Mom took care of Cory and Cody J. when they were little boys. Cory was the oldest of the two brothers, by about four or five years, as I recall. At separate times in their lives, each spent a few hours in the afternoon with Mrs. Apland, or S’apand as one called her, after Debbie dropped him off while on her way to work in the afternoon and before Logan picked him up later on in the afternoon on his way home from work. And when my sisters and I got home from school, we got to pretend that we had a little brother. For a while. We got Cory to say the word “shelterbelt” when he was three years old, and I think that was the cutest thing that I’ve ever heard come out of the mouth of one God’s creatures. Cody once asked Dad if he wanted a “havnich” (sandwich) for lunch. Those were golden days.
I don’t know how he acquired it, but Logan happened to come by an acoustic guitar. The J. family wasn’t a particularly musical family, so he asked me if I wanted to hang onto it for a while. I said yes and took it up to my room. And there it stayed for five or six years. I never developed an interested in playing it. The piano came so much easier to me and, in comparison, the guitar required so much more effort to play well. I did, however, learn how to tune it. Now and again I would strum the guitar as I walked by it and it would kill me to not adjust it if it was out of tune. One time, after one such drive-by strumming, I heard that the top string was flat, so I tightened it up and then stretched out on my bed to read a book with Snoopy (our cat) cozying up beside me. Ten minutes later … TWANG!!! … the string broke and Snoopy was hanging from the rafters with three fewer lives than he had just a couple of seconds before. One of the funniest things I ever saw.

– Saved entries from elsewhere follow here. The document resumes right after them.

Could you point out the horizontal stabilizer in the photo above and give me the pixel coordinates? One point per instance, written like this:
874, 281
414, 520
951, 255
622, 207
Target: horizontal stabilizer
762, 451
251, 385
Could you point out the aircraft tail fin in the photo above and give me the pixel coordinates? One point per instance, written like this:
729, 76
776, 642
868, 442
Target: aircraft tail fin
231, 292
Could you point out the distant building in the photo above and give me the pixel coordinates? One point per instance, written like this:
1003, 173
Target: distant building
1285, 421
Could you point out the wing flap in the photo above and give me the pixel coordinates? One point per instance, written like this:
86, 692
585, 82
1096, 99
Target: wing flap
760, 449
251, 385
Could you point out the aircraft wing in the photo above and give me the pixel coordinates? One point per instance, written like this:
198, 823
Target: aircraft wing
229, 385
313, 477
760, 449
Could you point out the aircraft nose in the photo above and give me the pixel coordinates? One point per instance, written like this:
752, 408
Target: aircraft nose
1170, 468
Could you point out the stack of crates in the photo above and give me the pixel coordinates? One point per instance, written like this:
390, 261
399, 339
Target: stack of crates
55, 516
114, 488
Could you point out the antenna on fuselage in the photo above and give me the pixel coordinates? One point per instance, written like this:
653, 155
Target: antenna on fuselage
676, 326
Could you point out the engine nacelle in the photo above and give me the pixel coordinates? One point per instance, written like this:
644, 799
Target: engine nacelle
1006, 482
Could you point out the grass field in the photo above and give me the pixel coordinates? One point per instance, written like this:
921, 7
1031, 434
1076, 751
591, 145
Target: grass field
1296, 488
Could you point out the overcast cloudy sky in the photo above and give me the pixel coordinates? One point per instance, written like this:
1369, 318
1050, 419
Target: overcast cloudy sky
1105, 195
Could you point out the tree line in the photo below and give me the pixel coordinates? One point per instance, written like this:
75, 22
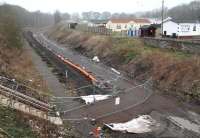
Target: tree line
189, 11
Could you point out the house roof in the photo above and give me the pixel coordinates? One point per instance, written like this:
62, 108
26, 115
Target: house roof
129, 20
180, 21
99, 21
151, 26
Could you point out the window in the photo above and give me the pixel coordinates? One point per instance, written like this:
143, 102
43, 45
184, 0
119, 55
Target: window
194, 28
125, 26
118, 26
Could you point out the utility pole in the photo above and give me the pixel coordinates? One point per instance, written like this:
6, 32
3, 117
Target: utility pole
162, 16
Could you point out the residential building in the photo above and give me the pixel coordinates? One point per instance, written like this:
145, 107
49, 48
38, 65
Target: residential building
118, 25
181, 29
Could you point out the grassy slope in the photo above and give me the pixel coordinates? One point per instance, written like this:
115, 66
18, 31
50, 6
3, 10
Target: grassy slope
15, 63
12, 125
174, 72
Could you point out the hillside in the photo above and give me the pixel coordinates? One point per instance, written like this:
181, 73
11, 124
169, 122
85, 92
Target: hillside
173, 72
25, 18
15, 63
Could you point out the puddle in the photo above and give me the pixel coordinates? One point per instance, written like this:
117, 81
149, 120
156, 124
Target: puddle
185, 124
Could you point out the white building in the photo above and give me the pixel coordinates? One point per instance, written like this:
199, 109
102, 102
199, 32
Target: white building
180, 29
118, 25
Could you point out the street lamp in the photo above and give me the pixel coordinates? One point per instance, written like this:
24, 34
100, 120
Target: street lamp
162, 16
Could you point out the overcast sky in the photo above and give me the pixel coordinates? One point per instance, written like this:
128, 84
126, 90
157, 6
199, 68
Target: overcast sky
71, 6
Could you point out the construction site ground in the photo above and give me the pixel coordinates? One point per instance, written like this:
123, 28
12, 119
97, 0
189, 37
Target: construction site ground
134, 102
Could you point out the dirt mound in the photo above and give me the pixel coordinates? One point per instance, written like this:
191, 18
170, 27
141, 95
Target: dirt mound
174, 72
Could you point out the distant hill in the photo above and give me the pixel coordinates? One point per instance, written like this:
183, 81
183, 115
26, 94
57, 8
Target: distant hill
25, 18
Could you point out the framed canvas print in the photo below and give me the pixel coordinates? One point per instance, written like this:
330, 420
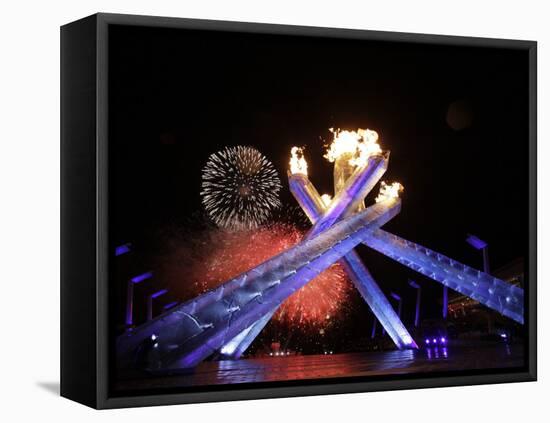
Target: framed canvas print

Logan eventually came and got the guitar because one of the boys wanted to take guitar lessons. Cody, I think. And that was the last that I had anything to do with a guitar. If I would have started college one year later than I did, then I would have had to take a guitar proficiency exam before being allowed to graduate.
I guess that guitars are just not my thing. Some of the most talented musicians in my iPhone are guitar players. Over the years I’ve heard tell by some of these friends that one of the hardest things to do on a guitar is to accompany a hymn because the chords change almost every beat. A person who can lead worship playing hymns on a guitar is a rarity.
Mr. Steven Curtis Chapman is just such a rarity. He doesn’t cringe from playing the common hymn-like carols like “Hark! The Herald Angels Sing”, “Angels We Have Heard On High”, “Carol Of The Bells” and “O Come, All Ye Faithful”. His guitar playing, as always, is spot on, especially on a track called “Interlude: The Music of Christmas”. Two selections from this album stand out. “This Baby” contrasts the humanistic similarities, that virtually all young boys have in common, with the divine elements that set the young boy Jesus apart from everyone. “Going Home For Christmas” paints the portrait of a woman the aspects of whom any one of us imagine seeing in our grandmother or grandfather.
I would guess that any musician who is proficient on his or her own instrument can have moments of envy in the benefits of playing a different instrument. A piccolo player doesn’t have to carry very much to a gig, says the tuba player. Why can’t my instrument have as large a repertoire as the violin, asks the violist. If you want to be a truly efficient one-man band, the guitar is the way to go, says the heavy keyboard-wielding piano player. Then I remember how many more notes my instrument has than the guitar. And I’m content. For a while.
Credits: To Cory and Cody J., and all others who can stand as a surrogate brother or sister for those who reach out for such a relationship when a real brother or sister is not available.